Project Watershed Welcomes New Board Members
On December 29th, the Comox Valley Project Watershed Society (projectwatershed.ca) held a celebratory event at the 40 Knots Winery with its new eight member Board of Directors.
The Society was established in 1993 and has been involved with watershed stewardship for 23 years, the last five focusing on our estuary. A vision for the estuary was conceived based on First Nations principles of sustainability. In 2011, the Society signed an historic Memorandum of Agreement with the K’omoks First Nations to work in partnership to protect and restore the estuary. “In 2016, we are working with the new K’omoks First Nations Guardians to move our protection and restoration efforts forward”, notes Dan Bowen, Technical Director.
An estuary management plan was crafted and from this document, the local governments (four bordering the estuary) renamed the estuary the K’omoks Estuary to recognize the traditional importance of the estuary to the K’omoks people.
In 2013, the Society began developing an estuary restoration strategy that involved restoration of shorelines and eelgrass, and connecting this to blue carbon, climate adaptation and carbon sequestration.
When working with the governments that border the estuary, the economic value and ecosystem service benefits of a healthy estuary were always stressed. The Society’s Blue Carbon Team have restored over 6000 m2 eelgrass (Z/Marina) and have pioneered a new approach for salt marsh shoreline restoration. Most recently, they have initiated bull kelp restoration as part of a plan to restore the salmon highway in the Comox Valley and potentially the coast of BC. Currently, Project Watershed is completing a $300,000 project involving breaching an old sewer lagoon which allows daily flushing and the break down of an old barrier to fish migration as well as creating additional salt marsh habitat “Furthermore”, reports Paul Horgen, Board Chair, “we will complete our work at the new Royston Seaside Trail to open the small lagoon there to daily tidal flushing”. “We ended the year with a public forum on our ideas and plans for the old sawmill site in Courtenay”, reports Jennifer Sutherst, Staff Biologist and Estuary Coordinator. Project Watershed’s efforts will be aided as they move forward with its new association with North Island College as a result of a Memorandum of Understanding signed in May of this year 2015 by Board Chair Horgen, and NIC President, John Bowman.
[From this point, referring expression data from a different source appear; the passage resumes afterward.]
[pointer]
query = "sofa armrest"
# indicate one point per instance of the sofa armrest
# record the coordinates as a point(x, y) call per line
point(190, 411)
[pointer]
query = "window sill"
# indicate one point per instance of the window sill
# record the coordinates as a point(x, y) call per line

The yearend event at 40 Knots is to celebrate and welcome our two new Board members, Barbara Wellwood and Tim Ennis, to celebrate an outstanding year of restoration efforts and to thank the management and owners of the local winery, Brenda Hetman-Craig and Layne Robert Craig for pledging a portion of the sales of their vintage, “Safe Haven” to support the efforts of Project Project Watershed.